Most professional license boards have been monitoring the efforts of the Georgia Secretary of State to streamline the operations of the PLB (professional licensing boards) division by changing its structure and delegating responsibility away from the boards. SB 445 was withdrawn in the last session and we’re not aware of any legislation yet in this session.
The Flint River Drought Protection Act will probably be reconsidered during this session. The purpose of the act is to maintain in-stream flows during drought by paying farmers to take acres out of production (thus reducing the demand for water). With the current budget shortfalls, funding will be a significant challenge.
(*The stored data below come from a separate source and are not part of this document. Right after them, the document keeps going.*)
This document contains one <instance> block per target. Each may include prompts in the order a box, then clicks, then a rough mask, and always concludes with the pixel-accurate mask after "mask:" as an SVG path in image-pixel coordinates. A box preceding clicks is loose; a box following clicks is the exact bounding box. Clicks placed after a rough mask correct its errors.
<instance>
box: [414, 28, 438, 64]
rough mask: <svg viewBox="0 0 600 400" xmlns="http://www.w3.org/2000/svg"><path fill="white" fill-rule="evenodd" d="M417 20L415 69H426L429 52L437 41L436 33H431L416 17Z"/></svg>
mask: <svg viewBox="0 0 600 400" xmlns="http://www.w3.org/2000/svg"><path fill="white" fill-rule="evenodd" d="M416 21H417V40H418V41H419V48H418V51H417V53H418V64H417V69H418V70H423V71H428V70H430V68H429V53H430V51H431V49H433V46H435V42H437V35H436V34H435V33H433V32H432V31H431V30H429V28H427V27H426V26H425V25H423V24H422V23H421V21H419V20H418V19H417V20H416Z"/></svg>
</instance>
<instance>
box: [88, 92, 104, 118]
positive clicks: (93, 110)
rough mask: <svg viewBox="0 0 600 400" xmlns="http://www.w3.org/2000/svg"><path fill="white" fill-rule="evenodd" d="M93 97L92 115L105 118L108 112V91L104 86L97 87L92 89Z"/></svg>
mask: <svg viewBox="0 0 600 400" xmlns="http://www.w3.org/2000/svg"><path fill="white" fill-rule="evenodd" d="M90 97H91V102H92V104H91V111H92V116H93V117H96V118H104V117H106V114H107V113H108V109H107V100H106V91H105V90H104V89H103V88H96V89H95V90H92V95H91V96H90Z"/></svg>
Legislation in the Georgia General Assembly must leave its chamber of origin (the chamber in which it was introduced – either the House or the Senate) by the 30th day of the session (called the “crossover day”) to be considered by the other chamber. The session is forty days long so that leaves ten days to take action on any legislation that hasn’t already passed both houses.
The Assembly doesn’t meet on a set schedule – lawmakers can choose not to convene if they need more time to meet in committee to work on legislation. You can refer to the Georgia General Assembly website to find calendars, legislation, contacts and other helpful information.